An online Android forum was recently hacked with over a million user accounts being compromised.
An online Android forum was recently hacked with over a million user accounts being compromised. Members of that Android forum are being encouraged to immediately change their passwords following last week’s serious breach.
The type of information that was compromised from the Android user’s database, included, at a minimum, such sensitive items as unique IDs, user names, emails, hashed and ‘salted” passwords, and registration IP addresses. The hack is reportedly an email harvesting attempt.
Hacking occurrences are no longer rarities. They have become common place to the point where there is usually a daily news item about these events in media outlets everywhere. Such unauthorized incidents result in user accounts, banks accounts, and confidential company data being stolen and compromised.
Yahoo.com, for example, was in the news last week as many of their accounts were hacked, with over 450,000 users affected. This clearly demonstrates the absolute necessity of organizations everywhere adopting stringent IT security measures, no matter what its size.
Most hackers try to leverage the weakest points in organizational networks, using tools such as phishing attacks. Eliminating compromised PCs or setting up permissions for users from wandering around the network looking for poorly protected data is easy when the network is segmented using internal firewalls.
An easy way to identify potential locations for network barriers may be gleaned by looking at a typical corporate organizational chart. Networks should be segmented in much the same manner as organizations under different executives or departments. Finance and administration shouldn’t mix unimpeded with marketing or e-commerce applications. Research and development or engineering tasks should be separated from education and applications.
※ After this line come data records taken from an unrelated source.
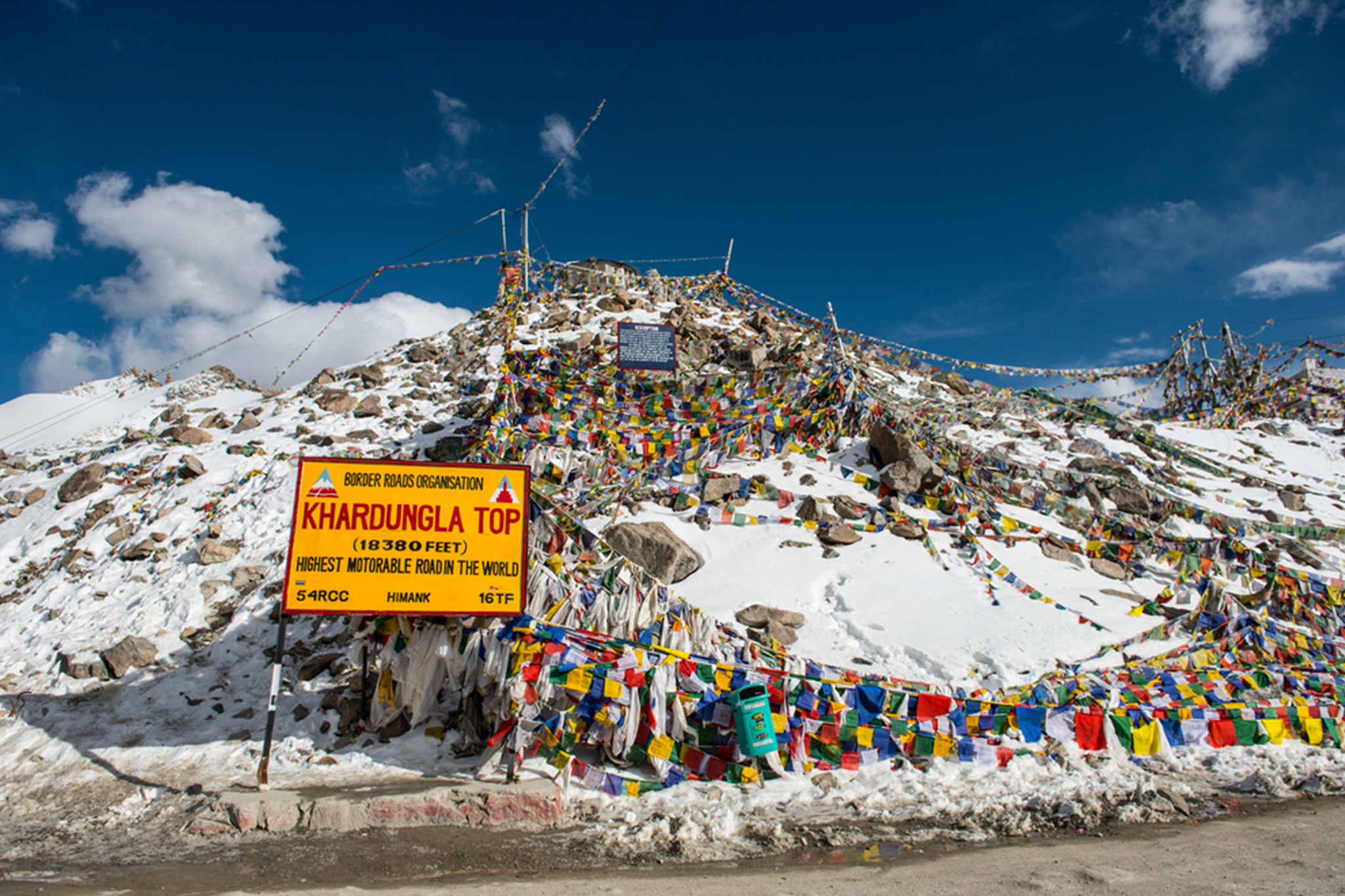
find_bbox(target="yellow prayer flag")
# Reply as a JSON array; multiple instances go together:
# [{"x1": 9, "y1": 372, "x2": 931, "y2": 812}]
[{"x1": 1130, "y1": 721, "x2": 1164, "y2": 756}]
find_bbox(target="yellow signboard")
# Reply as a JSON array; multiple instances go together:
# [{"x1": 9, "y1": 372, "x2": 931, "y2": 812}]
[{"x1": 282, "y1": 457, "x2": 530, "y2": 615}]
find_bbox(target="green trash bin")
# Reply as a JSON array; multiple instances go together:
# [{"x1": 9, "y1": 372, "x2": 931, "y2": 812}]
[{"x1": 733, "y1": 685, "x2": 779, "y2": 756}]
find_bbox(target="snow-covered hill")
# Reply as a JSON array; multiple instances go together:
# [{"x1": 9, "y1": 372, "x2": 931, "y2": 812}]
[{"x1": 0, "y1": 263, "x2": 1345, "y2": 859}]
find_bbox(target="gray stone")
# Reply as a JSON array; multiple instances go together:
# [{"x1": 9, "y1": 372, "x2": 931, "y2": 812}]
[
  {"x1": 118, "y1": 539, "x2": 155, "y2": 560},
  {"x1": 603, "y1": 523, "x2": 705, "y2": 584},
  {"x1": 1037, "y1": 539, "x2": 1084, "y2": 570},
  {"x1": 355, "y1": 395, "x2": 384, "y2": 417},
  {"x1": 724, "y1": 345, "x2": 766, "y2": 371},
  {"x1": 1107, "y1": 485, "x2": 1153, "y2": 516},
  {"x1": 56, "y1": 463, "x2": 108, "y2": 503},
  {"x1": 888, "y1": 517, "x2": 925, "y2": 542},
  {"x1": 1065, "y1": 457, "x2": 1138, "y2": 482},
  {"x1": 159, "y1": 425, "x2": 215, "y2": 444},
  {"x1": 818, "y1": 523, "x2": 861, "y2": 544},
  {"x1": 196, "y1": 539, "x2": 238, "y2": 566},
  {"x1": 102, "y1": 523, "x2": 136, "y2": 547},
  {"x1": 701, "y1": 475, "x2": 742, "y2": 503},
  {"x1": 1090, "y1": 557, "x2": 1130, "y2": 582},
  {"x1": 299, "y1": 653, "x2": 345, "y2": 681},
  {"x1": 234, "y1": 411, "x2": 261, "y2": 433},
  {"x1": 869, "y1": 423, "x2": 943, "y2": 494},
  {"x1": 315, "y1": 388, "x2": 359, "y2": 414},
  {"x1": 1279, "y1": 488, "x2": 1308, "y2": 513},
  {"x1": 406, "y1": 343, "x2": 439, "y2": 364},
  {"x1": 102, "y1": 635, "x2": 159, "y2": 678},
  {"x1": 733, "y1": 603, "x2": 805, "y2": 629}
]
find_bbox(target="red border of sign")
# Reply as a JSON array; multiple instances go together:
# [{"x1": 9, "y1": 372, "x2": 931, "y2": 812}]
[
  {"x1": 616, "y1": 321, "x2": 676, "y2": 373},
  {"x1": 280, "y1": 454, "x2": 533, "y2": 616}
]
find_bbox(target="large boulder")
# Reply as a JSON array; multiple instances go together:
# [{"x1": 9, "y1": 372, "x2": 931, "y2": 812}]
[
  {"x1": 315, "y1": 388, "x2": 359, "y2": 414},
  {"x1": 603, "y1": 523, "x2": 705, "y2": 583},
  {"x1": 159, "y1": 423, "x2": 215, "y2": 444},
  {"x1": 869, "y1": 423, "x2": 943, "y2": 494},
  {"x1": 56, "y1": 463, "x2": 108, "y2": 503},
  {"x1": 818, "y1": 523, "x2": 860, "y2": 545},
  {"x1": 701, "y1": 475, "x2": 742, "y2": 503},
  {"x1": 1107, "y1": 485, "x2": 1153, "y2": 516},
  {"x1": 102, "y1": 635, "x2": 159, "y2": 678}
]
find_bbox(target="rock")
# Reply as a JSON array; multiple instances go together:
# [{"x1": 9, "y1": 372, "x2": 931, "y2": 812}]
[
  {"x1": 345, "y1": 364, "x2": 387, "y2": 388},
  {"x1": 232, "y1": 411, "x2": 261, "y2": 433},
  {"x1": 603, "y1": 523, "x2": 705, "y2": 584},
  {"x1": 1065, "y1": 457, "x2": 1138, "y2": 482},
  {"x1": 299, "y1": 653, "x2": 345, "y2": 681},
  {"x1": 1107, "y1": 485, "x2": 1153, "y2": 516},
  {"x1": 118, "y1": 539, "x2": 155, "y2": 560},
  {"x1": 406, "y1": 343, "x2": 439, "y2": 364},
  {"x1": 196, "y1": 539, "x2": 238, "y2": 566},
  {"x1": 831, "y1": 496, "x2": 865, "y2": 521},
  {"x1": 818, "y1": 523, "x2": 861, "y2": 544},
  {"x1": 1090, "y1": 557, "x2": 1130, "y2": 582},
  {"x1": 102, "y1": 523, "x2": 136, "y2": 547},
  {"x1": 812, "y1": 771, "x2": 841, "y2": 796},
  {"x1": 1279, "y1": 488, "x2": 1308, "y2": 513},
  {"x1": 869, "y1": 423, "x2": 943, "y2": 494},
  {"x1": 1065, "y1": 439, "x2": 1107, "y2": 457},
  {"x1": 888, "y1": 517, "x2": 925, "y2": 542},
  {"x1": 378, "y1": 712, "x2": 412, "y2": 743},
  {"x1": 159, "y1": 423, "x2": 215, "y2": 444},
  {"x1": 1037, "y1": 538, "x2": 1084, "y2": 570},
  {"x1": 200, "y1": 411, "x2": 229, "y2": 430},
  {"x1": 355, "y1": 395, "x2": 384, "y2": 417},
  {"x1": 701, "y1": 475, "x2": 742, "y2": 503},
  {"x1": 733, "y1": 603, "x2": 805, "y2": 629},
  {"x1": 56, "y1": 463, "x2": 108, "y2": 503},
  {"x1": 315, "y1": 388, "x2": 359, "y2": 414},
  {"x1": 102, "y1": 635, "x2": 159, "y2": 678},
  {"x1": 724, "y1": 345, "x2": 766, "y2": 371}
]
Not all organizations are fortunate enough to have a large enough budget to adequately support their IT function, Most organizations, sadly, don’t plan for such costs, nor do they even think about being hacked or losing vital company secrets.
The fact is that not everyone has an IT department to keep them out of trouble or fix the dreaded malware and computer viruses that lurk in the internet and computers everywhere. It’s time to get smart and protect your infrastructure no matter what the size of your organization. Trust me, hackers think that small businesses are ideal targets because they lack IT security and don’t have adequate systems in place to defend the destructive attacks of hackers.